You might be a webcock....

With apologies to Dean Allen Merlin Mann who probably coined “webcock” before I even knew I was one.
if you retweeted a link to a post on an SEO blog entitled “how to increase your twitter followers.” 
if you wrote a 2,400-word blog entry beginning with the words “through brevity there’s clarity.”
if suddenly now, “social media is poison” cause it was so oversold by consultants like you.
if you mock any structures put in place to “manage” social media efforts because they’re clearly not as good as the ones you would create.
if on a social media panel, you talk the whole time, bring the convo back to yourself, drop names, and interrupt everyone with your brilliant insight.

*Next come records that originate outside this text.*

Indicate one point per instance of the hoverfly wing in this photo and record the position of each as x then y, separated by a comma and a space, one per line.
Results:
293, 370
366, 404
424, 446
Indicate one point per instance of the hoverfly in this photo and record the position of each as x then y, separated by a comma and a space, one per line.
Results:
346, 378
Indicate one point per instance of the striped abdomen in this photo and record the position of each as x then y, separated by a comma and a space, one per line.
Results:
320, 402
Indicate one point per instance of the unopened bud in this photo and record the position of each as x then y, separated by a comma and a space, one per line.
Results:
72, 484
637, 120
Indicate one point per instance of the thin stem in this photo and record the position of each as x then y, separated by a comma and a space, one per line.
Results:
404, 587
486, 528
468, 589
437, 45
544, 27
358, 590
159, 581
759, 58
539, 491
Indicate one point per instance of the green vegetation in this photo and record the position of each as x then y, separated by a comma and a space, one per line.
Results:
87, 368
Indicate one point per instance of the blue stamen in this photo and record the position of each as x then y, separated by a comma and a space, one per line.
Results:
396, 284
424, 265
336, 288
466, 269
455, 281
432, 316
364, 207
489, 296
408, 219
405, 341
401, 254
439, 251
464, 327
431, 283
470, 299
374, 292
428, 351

if you opine freely about tools and platforms you’ve never actually used.
if you’ve got a remarkably natural talent to turn all conversations back towards yourself; especially when describing new social media technologies.

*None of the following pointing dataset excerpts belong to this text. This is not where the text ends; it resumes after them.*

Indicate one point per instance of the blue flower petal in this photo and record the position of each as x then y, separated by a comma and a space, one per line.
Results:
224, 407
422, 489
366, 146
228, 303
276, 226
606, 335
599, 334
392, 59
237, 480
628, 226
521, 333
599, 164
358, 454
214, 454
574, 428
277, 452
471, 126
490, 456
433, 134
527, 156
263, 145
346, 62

if you use euphemisms like “rich design” to denote unrestrained use of the “drop shadow,” “gradient overlay,” and “bevel and emboss” styles in Photoshop.
if sentiments like “I’m a HUGE fan of X—I think maker-of-X could really be onto something” appear in your blog posts (where X is a product or service developed by a large, innovative and profitable company).
if you chide people for incorrect usage of made up social media words.